Environmental connections to public health >>
Premature Births Linked to Toxic Chemicals
Originally published on Healthy Child, Healthy World by Alex Formuzis.
The rate of premature births in the U.S. is among the highest in the developed world, with nearly one in 10 babies born in 2014 arriving before 37 weeks of pregnancy.
It’s also the number one cause of infant mortality. Very premature babies who do survive often endure serious problems for the rest of their lives, including diabetes, cerebral palsy, intellectual disabilities and breathing and vision problems, among other issues.
It’s difficult to pinpoint what causes pre-term birth, but many obstetricians as well as federal health authorities strongly urge pregnant women to avoid smoking, alcohol and illicit drugs. Poor nutrition, infection and carrying twins or triplets can also trigger early births. But research indicates the cause of roughly half of all premature births is unknown.
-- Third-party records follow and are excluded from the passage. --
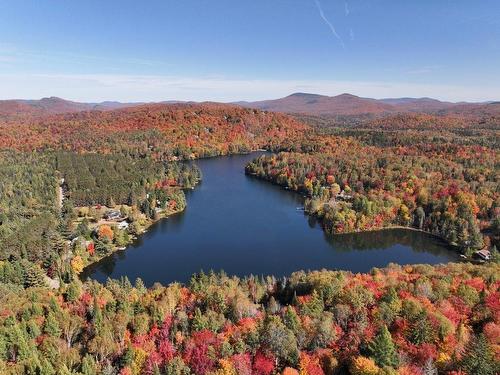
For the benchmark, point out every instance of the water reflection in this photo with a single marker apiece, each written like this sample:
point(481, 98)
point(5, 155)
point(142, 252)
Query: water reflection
point(247, 226)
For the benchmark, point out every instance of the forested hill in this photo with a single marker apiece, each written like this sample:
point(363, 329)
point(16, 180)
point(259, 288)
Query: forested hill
point(185, 130)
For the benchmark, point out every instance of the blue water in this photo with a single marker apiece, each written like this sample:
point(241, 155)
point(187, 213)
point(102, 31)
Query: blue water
point(244, 226)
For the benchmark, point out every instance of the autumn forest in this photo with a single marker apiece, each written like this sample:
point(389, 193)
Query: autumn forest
point(78, 184)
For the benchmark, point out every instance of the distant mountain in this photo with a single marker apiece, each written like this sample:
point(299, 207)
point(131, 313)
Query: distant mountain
point(345, 104)
point(349, 105)
point(53, 105)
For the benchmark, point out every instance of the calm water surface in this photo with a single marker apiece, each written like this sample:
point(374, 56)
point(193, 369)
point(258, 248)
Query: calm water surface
point(244, 226)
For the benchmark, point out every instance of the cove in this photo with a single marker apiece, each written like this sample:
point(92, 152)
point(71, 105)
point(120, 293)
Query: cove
point(244, 226)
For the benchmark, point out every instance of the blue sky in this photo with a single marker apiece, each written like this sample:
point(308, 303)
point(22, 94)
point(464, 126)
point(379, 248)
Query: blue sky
point(249, 49)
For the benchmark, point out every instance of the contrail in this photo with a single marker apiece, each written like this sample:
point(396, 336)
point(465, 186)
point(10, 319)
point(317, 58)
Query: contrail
point(322, 15)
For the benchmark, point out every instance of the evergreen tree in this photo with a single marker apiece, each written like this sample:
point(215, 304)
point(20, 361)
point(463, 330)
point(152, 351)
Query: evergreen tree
point(478, 358)
point(421, 331)
point(33, 275)
point(51, 326)
point(382, 349)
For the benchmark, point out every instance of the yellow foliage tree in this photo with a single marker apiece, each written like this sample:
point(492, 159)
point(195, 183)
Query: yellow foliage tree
point(77, 264)
point(364, 366)
point(105, 232)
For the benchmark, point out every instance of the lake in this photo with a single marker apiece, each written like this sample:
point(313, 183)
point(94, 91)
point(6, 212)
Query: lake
point(244, 226)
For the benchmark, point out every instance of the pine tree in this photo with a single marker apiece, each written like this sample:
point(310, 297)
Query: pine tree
point(478, 358)
point(51, 326)
point(382, 349)
point(421, 331)
point(33, 275)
An emerging body of research is connecting pre-term birth to in utero exposure to toxic chemicals. You can learn more in this terrific video, Little Things Matter: The Impact of Toxins on Preterm Birth, by Bruce Lanphear, M.D., Ph.D, one of the world’s leading experts in children’s environmental health.
EWG was a pioneer in investigating industrial pollution in the womb, documenting the presence of toxic chemicals in the bodies of newborns.
EWG co-founder and president, Ken Cook, brought the findings of this landmark research to tens of thousands of people through a widely seen presentation titled 10 Americans. It’s a little over 20 minutes long – worth every second of your time if you’re worried about the impacts of toxic chemicals on our children’s health.